10,000 boxes sold at N35,000 each is N350,000,000 weekly. In a month, N1.4 billion worth of fish will leave the market. On full scale production, the quantity is likely to be two to three folds more.
The market has a local drying facility where fish are smoked and packaged. It is less than a 5-minute walk from the main market.
Doron Baga, where the fresh fish is sourced, is also less than 5 kilometers from the main market.
According to Dan-Azumi, 'soldiers take position around the water to protect fishermen while fishing activities go on at Doron Baga for the three days they gave us'.
Habib Kekeno, who has jacked up reconstruction works at major public institutions, is confident, according to him, that the market will start full scale operation in no distant time so that the economy of the state will recover speedily, and 'our government is determined to see to it'.
However, the six trucks which were loaded since August 1 when the market was officially opened, only left Baga yesterday, August 18--a two week delay as a result of clearance issues from the military.
'We plead with the chairman who has done very well to reopen the market to also do something about unnecessary delays by the security', Muhammad Imamu, also a fisherman, pleaded, adding that 'it greatly affects productivity'.
He further added that 'once the first batch leaves Baga to Maiduguri, there won't be poverty again in Baga'
Efforts to interface with the security formation in charge of the area for comments did not yield results.
At Kasuwan Baga in Maiduguri where goods from Baga are brought for sale and onward transportation, dealers and major suppliers spoken to at random by our correspondent about their reactions to the reopening of the market, commended the effort.
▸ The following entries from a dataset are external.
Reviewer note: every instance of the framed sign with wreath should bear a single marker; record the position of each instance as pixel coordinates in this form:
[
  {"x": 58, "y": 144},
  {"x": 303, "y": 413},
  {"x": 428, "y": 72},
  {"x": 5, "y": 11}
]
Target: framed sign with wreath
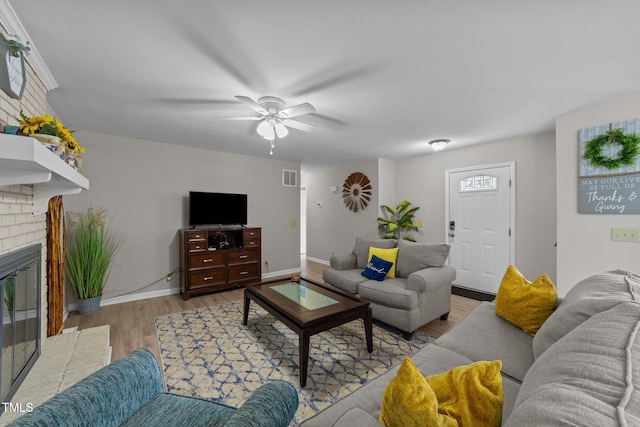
[{"x": 609, "y": 168}]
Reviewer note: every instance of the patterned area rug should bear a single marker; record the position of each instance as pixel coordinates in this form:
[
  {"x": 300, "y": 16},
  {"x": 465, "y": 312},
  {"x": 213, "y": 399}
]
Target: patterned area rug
[{"x": 209, "y": 354}]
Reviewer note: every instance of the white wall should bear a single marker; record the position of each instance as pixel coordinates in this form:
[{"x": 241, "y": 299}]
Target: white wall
[
  {"x": 584, "y": 241},
  {"x": 331, "y": 227},
  {"x": 421, "y": 180},
  {"x": 144, "y": 186}
]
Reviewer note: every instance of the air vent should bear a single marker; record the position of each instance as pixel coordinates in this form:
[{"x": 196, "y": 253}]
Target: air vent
[{"x": 289, "y": 178}]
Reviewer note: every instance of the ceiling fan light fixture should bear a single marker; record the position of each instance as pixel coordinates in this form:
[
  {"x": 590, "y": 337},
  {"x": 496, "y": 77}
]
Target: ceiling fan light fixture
[
  {"x": 438, "y": 144},
  {"x": 281, "y": 129},
  {"x": 265, "y": 129}
]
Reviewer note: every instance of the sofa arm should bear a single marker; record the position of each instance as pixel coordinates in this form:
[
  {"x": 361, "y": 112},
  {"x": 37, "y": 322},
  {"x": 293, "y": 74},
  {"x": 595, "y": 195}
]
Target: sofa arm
[
  {"x": 431, "y": 278},
  {"x": 272, "y": 405},
  {"x": 107, "y": 397},
  {"x": 343, "y": 262}
]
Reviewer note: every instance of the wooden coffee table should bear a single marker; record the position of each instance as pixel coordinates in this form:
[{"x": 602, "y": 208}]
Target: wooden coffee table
[{"x": 307, "y": 309}]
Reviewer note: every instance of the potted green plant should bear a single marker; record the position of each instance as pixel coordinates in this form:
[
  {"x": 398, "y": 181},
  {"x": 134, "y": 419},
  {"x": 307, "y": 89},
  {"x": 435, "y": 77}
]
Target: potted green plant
[
  {"x": 90, "y": 251},
  {"x": 398, "y": 219}
]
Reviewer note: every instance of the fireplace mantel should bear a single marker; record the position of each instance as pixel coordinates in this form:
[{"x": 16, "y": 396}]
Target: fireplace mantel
[{"x": 25, "y": 160}]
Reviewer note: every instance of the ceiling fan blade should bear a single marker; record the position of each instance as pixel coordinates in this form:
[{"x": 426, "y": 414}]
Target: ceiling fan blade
[
  {"x": 240, "y": 118},
  {"x": 298, "y": 125},
  {"x": 253, "y": 104},
  {"x": 298, "y": 110}
]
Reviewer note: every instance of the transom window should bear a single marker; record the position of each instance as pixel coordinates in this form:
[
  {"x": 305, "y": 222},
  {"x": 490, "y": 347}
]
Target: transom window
[{"x": 479, "y": 183}]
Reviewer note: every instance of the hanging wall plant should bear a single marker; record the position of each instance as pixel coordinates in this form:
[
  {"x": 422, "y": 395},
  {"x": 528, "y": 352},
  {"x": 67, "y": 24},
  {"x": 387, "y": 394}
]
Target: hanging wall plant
[{"x": 630, "y": 148}]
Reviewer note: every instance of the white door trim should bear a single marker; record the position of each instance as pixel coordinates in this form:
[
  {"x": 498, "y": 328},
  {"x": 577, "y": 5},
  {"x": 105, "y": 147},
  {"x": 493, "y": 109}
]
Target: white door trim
[{"x": 512, "y": 192}]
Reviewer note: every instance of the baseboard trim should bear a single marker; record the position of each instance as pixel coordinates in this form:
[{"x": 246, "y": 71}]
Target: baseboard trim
[
  {"x": 290, "y": 272},
  {"x": 164, "y": 292},
  {"x": 318, "y": 260},
  {"x": 472, "y": 293}
]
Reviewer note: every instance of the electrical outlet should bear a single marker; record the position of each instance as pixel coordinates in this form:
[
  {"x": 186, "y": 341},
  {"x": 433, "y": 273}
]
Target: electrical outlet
[{"x": 625, "y": 234}]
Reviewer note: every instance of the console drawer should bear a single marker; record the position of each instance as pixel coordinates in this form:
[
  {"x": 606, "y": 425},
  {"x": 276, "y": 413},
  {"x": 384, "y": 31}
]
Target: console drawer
[
  {"x": 211, "y": 277},
  {"x": 207, "y": 259},
  {"x": 242, "y": 257},
  {"x": 197, "y": 246},
  {"x": 244, "y": 272},
  {"x": 194, "y": 236}
]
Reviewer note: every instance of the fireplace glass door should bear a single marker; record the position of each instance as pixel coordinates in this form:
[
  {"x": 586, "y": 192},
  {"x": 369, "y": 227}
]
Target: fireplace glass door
[{"x": 20, "y": 333}]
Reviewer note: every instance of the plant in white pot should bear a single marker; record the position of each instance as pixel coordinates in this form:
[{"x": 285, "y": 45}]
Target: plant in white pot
[{"x": 90, "y": 251}]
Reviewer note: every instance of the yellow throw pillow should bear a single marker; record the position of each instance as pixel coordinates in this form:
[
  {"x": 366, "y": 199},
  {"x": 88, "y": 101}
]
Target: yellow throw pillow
[
  {"x": 525, "y": 304},
  {"x": 469, "y": 395},
  {"x": 409, "y": 401},
  {"x": 390, "y": 255}
]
Reacting to the delays, a dealer who did not give permission to publish his name, while lauding the military, also said that 'there are bad eggs among the soldiers who have interest in the lucrative fish business and we appeal to the authorities to investigate the matter. If you want to do fish business, you should resign first'.
Rumors fly in Maiduguri that security operatives deployed to the place have, in the absence of formal market activity, shown much interest in the business, but there's no evidence to support these allegations.
The first consignment that arrived Maiduguri August 18 from Baga, a distance of 100 miles, after three years was received with much joy among the people of the state.
'It is a sign hope that alas, things are getting better', Shettima Mastaa said.
The Baga road fish market in Maiduguri was littered with joyous customers, wearing euphoric face as the consignment arrived.
It was almost three years ago that such a consignment had arrived the market from Baga.
We have been anticipating for this day for long, Alh. Gado Zauro, a dealer said, expressing his gratitude to government for the effort.
Gado noted that the news of the reopening of the fish market is everywhere and my decades old customers from all states of Nigeria have already begun to call, placing orders.
However, market men have complained that as a result of the two weeks delay, some of the fish have begun to rot, noting that it has greatly affected them.
They plead with authorities to ensure that similar delays do not recur.